Philadelphia officials defend response to deadly row house fire

Fire officials in Philadelphia have defended their response to a weekend row house fire that killed four children and left 10 families homeless.

The city's fire department says the first call regarding Saturday's blaze came in at 2:44 a.m. At 2:46 a.m., a verbal dispatch was made about a couch on fire. At 2:47 a.m., a second fire call reported that four houses were on fire and a crew was on the way. At 2:49 a.m., a ladder truck arrived on scene, and at 2:50 a.m. the local company's engine truck, which carries its hoses, was on scene after leaving an earlier car fire several blocks away.

“The national standard is five and a half minutes, they made it within the national standard coming from another fire,” said Philadelphia Fire Department Commissioner Derrick Sawyer.

Residents, though, complained Tuesday that many more crucial minutes elapsed before any water was flowing.

"By the time the hoses were connected, all of these homes were already engulfed in flames," said Grace Young, 44, who lives across the street from where the children died, and was awakened by heat and light from the blaze. She was among the first to call 911.

"Now you're asking our heroes to be superheroes. They're human beings too," Sawyer said Tuesday at a news conference.

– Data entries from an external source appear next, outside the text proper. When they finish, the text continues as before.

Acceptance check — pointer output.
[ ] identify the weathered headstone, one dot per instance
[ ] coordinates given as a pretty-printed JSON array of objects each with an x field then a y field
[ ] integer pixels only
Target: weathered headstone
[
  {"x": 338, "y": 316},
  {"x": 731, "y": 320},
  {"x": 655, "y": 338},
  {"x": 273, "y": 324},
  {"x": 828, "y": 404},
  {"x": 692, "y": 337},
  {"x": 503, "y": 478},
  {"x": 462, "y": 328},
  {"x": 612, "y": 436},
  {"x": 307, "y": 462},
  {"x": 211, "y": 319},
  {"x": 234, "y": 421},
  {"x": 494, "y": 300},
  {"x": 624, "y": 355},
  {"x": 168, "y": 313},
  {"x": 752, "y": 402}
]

The victims included families from Liberia and Sierra Leone. One Liberian family lost twin 4-year-old girls, while another lost a 4-year-old son and newborn staying in the same house as the twins.

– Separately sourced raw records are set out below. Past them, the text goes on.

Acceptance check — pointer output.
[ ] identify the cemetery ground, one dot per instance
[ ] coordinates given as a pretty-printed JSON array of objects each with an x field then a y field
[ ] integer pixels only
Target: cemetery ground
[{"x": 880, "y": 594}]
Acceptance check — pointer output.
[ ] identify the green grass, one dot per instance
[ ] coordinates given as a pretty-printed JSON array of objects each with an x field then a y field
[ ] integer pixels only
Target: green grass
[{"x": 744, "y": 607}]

"It's pathetic, it's pathetic, because it's happened before," said the Rev. Adolphus Capehart, referring to a nearby fire that killed seven people, including several members of the Liberian community, in 2008. "We understand that things happen, but to have all these houses in flames, and the fire department two seconds away?"

"This time around, we're not going to be silent," said Capehart, a fellow Liberian who urged the community to demand answers, but to do so peacefully. About 250 people took to the streets Monday over the fire; a few clashed with police, who were out en masse.

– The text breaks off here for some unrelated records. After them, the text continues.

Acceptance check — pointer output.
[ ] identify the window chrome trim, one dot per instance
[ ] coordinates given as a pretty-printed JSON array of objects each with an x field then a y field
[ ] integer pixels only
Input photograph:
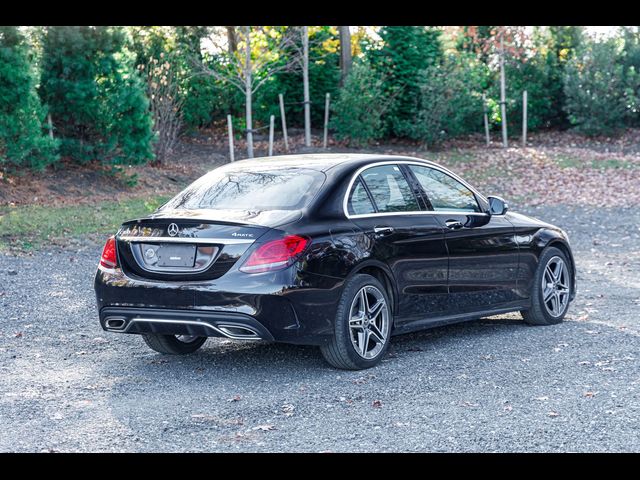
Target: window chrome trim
[{"x": 424, "y": 163}]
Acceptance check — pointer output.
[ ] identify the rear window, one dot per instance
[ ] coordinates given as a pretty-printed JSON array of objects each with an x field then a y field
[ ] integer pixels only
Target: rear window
[{"x": 250, "y": 189}]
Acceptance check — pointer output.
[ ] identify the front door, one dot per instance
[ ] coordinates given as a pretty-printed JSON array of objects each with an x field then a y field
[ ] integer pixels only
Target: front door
[
  {"x": 385, "y": 206},
  {"x": 483, "y": 253}
]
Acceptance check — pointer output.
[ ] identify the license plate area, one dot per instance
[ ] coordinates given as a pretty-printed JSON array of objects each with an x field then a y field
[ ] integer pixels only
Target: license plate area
[
  {"x": 183, "y": 256},
  {"x": 174, "y": 258}
]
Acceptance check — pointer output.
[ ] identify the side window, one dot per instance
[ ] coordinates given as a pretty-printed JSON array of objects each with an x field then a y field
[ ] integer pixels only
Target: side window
[
  {"x": 389, "y": 189},
  {"x": 359, "y": 201},
  {"x": 445, "y": 192}
]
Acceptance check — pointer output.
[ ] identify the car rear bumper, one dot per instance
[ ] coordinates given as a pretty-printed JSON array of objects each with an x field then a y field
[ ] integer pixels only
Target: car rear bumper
[
  {"x": 183, "y": 322},
  {"x": 291, "y": 307}
]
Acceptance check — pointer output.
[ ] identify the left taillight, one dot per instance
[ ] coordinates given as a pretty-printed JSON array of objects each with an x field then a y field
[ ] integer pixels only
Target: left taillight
[
  {"x": 275, "y": 255},
  {"x": 109, "y": 259}
]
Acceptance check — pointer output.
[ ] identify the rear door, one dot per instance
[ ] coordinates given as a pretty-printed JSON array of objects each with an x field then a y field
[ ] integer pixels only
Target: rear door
[
  {"x": 483, "y": 253},
  {"x": 387, "y": 208}
]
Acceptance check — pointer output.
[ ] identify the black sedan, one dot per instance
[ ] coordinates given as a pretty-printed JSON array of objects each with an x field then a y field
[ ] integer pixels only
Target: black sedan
[{"x": 340, "y": 251}]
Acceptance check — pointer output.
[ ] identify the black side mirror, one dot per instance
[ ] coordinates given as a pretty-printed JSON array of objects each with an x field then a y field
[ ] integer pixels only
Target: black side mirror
[{"x": 497, "y": 206}]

The fire occurred as the city's Fourth of July celebrations were winding down. Several residents said they heard firecrackers on the block that day, but officials have not yet determined the cause of the fire.

Solomon Johnson, 54, a former teacher from Sierra Leone, said the fire started in a foam-and-cloth couch on his front porch. He woke up in time to flee out the back with his brother, and said his brother went next door to help the twins' mother and her older children escape.

Johnson criticized the response time, and said he watched a lone firefighter spend several minutes struggling to open a nearby fire hydrant.

"When there's an emergency situation, one minute seems like an hour," said Sawyer.

The Associated Press contributed to this report.